Oriol Vilanova
Renoncer à te décrire
Inauguration et apéritif
le jeudi 22 mai 2014 (pendant la Nuit des Bains) dès 17h.
Vernissage de l’exposition dès 18h.
Exposition du 23 mai au 11 juillet 2014.
L’artiste comme collectionneur, Oriol Vilanova est un collectionneur de cartes postales, ce support de communication, touristique et désuet, qui porte en lui-même les traces d’une mémoire tant individuelle que collective. L’image d’Épinal, de monuments, de lieux iconiques et historiques, imprimée sur un simple carton, offre une vision idéalisée du monde, chargée de nostalgie, de sujets immuables et témoignant pourtant d’un temps irrémédiablement perdu. Oriol Vilanova travaille le plus souvent sur les notions de mémoire individuelle et collective, de temps perdu, d’immortalité de la figure héroïque et iconique, de monument et de stéréotype, rejouant par l’écrit, la performance ou l’installation une documentation très riche en images – films, publications, imprimés, cartes postales – et créant des télescopages et des va-et-vient temporels entre passé, présent, futur.
Les cartes postales illustrent autant l’exaltation et l’embellissement du sujet – les monuments, les sites historiques et touristiques – que son usure et sa dégradation jusqu’à la ruine. A la fois le support magnifié d’une identité, d’une culture, de son histoire et sa pérennité, elles représentent la preuve en image de l’irrémédiable perte, témoins inoffensifs et légers du temps qui passe, déjà révolu. Ces images stéréotypées semblent éternelles, chargées d’une tristesse romanesque et littéraire, lessivées et usées par leur reproduction à l’identique et à l’infini. Ces milliards de cartes postales offrent en images une traversée du XIXe au XXIe siècle, principalement du point de vue occidental, qui illustre la glorification de son histoire et son irrémédiable épuisement.
Davantage encore que la photographie, la carte postale porte en elle-même un supplément romantique en gardant la trace de tous les messages « à découvert », lisibles par tous ; ces mots d’affection, ces souvenirs de voyage, d’une échappée, d’un temps heureux et de liberté. Comme l’image, le texte est tout aussi stéréotypé, court, simple et réduit à des formules sentimentales, sorte de mot-clef, qui crée un lien familier aussi bien intime que collectif.

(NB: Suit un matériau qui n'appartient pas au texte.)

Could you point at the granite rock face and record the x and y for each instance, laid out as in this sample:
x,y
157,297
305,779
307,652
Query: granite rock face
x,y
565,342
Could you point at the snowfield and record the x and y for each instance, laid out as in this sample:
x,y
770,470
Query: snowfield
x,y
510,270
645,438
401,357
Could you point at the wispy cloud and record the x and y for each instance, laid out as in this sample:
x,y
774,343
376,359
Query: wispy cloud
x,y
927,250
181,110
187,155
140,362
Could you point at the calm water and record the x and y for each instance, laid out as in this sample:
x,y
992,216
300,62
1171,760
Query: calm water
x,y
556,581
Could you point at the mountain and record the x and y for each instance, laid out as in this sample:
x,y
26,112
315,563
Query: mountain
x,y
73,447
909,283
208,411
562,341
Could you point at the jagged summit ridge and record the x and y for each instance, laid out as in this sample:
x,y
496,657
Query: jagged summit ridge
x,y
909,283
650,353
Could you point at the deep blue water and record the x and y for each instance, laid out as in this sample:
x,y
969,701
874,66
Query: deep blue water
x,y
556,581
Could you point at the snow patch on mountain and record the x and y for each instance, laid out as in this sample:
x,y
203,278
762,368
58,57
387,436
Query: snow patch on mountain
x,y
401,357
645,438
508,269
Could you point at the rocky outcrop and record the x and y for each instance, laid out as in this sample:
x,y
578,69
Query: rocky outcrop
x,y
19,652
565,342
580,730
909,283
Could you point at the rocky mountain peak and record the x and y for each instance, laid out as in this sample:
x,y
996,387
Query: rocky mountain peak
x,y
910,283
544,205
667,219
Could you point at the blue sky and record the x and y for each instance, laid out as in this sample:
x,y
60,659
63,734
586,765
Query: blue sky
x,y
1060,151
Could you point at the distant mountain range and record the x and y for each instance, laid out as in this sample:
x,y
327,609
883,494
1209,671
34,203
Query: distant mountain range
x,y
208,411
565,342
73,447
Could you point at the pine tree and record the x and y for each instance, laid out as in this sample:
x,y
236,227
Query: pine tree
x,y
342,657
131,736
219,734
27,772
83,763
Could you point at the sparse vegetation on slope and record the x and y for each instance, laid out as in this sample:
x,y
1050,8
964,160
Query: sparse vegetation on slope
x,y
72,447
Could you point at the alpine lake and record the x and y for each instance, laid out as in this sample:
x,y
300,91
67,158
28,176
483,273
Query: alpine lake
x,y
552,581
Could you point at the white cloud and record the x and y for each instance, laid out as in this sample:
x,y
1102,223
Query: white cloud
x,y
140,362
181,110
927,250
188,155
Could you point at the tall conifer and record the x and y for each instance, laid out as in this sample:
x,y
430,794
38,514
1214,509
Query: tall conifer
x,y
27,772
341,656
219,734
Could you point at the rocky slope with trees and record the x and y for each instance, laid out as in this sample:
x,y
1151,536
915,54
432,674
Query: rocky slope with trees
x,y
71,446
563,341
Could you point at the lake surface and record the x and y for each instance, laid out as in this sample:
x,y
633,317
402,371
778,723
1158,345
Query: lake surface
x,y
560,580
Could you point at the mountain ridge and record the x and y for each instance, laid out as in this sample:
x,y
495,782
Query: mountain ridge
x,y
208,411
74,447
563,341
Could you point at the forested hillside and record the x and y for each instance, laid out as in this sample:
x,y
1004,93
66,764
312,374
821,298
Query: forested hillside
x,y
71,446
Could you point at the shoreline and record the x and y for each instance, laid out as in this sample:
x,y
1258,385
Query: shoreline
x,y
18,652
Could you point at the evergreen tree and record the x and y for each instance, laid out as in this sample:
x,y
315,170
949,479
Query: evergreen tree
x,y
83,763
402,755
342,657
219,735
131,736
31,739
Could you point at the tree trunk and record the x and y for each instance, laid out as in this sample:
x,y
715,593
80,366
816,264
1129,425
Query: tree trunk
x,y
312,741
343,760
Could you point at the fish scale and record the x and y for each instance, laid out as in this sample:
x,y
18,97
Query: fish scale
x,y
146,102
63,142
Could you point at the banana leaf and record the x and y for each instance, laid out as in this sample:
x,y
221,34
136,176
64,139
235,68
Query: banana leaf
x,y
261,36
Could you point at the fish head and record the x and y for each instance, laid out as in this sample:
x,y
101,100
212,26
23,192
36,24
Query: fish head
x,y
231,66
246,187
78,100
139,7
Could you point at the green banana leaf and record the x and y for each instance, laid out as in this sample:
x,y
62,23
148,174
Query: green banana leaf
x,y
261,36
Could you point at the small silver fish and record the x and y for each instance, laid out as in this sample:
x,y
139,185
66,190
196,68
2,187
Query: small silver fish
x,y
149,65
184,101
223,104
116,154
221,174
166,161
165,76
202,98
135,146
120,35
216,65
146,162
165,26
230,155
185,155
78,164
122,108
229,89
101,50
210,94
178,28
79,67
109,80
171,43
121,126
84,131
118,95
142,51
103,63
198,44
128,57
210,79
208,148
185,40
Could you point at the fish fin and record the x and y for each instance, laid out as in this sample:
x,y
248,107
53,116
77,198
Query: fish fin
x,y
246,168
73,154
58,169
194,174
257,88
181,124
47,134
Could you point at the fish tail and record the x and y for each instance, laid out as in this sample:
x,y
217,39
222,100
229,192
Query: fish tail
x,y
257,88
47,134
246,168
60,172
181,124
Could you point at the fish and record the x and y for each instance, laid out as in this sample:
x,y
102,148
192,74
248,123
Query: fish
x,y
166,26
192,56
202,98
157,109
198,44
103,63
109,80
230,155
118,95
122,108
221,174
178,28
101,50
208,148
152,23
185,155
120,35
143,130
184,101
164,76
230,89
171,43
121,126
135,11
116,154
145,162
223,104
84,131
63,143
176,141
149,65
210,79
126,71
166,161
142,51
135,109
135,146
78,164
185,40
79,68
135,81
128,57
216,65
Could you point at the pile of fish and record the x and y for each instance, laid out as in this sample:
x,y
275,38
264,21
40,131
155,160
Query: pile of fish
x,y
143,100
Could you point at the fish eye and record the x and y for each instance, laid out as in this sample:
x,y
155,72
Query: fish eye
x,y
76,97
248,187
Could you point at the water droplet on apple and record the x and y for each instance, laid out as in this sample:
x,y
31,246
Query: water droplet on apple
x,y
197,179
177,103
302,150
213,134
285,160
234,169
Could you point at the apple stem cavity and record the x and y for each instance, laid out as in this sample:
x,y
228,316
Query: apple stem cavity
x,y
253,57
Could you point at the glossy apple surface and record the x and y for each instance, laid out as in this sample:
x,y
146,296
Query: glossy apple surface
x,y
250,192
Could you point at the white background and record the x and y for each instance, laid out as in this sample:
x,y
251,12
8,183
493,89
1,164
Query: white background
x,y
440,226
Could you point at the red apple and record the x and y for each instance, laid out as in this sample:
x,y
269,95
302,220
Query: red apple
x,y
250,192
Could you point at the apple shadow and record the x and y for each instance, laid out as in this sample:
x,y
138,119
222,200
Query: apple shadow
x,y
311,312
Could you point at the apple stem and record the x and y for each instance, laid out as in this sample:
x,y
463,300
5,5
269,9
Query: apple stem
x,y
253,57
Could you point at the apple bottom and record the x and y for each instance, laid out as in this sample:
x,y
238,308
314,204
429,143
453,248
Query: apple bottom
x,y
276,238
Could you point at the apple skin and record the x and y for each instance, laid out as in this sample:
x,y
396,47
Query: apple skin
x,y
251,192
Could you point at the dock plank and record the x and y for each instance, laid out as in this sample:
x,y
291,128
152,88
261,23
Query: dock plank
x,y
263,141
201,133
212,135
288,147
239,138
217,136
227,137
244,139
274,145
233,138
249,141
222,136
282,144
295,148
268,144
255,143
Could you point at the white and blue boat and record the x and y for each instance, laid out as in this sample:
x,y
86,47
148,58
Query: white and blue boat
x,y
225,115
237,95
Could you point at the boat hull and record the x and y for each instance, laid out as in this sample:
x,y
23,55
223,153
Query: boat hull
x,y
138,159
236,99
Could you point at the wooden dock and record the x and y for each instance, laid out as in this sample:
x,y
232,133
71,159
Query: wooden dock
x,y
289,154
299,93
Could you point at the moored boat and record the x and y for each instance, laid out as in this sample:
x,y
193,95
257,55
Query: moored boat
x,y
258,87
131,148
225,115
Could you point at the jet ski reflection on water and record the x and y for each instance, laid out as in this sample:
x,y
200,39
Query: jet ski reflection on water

Si la carte postale reste le support parfait du marketing touristique, elle garde aussi la marque de son époque de production. Au-delà du sujet, la technique de reproduction, le traitement de l’image – noir/blanc, couleurs, lumière, cadrage – et les différents caractères typographiques témoignent de l’histoire de l’imprimé, de la publicité et font appel, là encore, à notre mémoire collective.
La carte postale, sorte d’édition idéale, bénéficie en réalité d’une diffusion massive, démocratique, ininterrompue, reproduite à l’infini et continuellement recyclée, à la fois datée et périodiquement réactualisée. Elle offre l’illustration d’un lieu particulier par un support universel, accessible à tous. Des images égarées qui réémergent au hasard, très près ou très loin de leur lieu initial. Ces images propagées, dispersées, égarées, redistribuées, figurent les parties d’un tout, impossible à reconstituer.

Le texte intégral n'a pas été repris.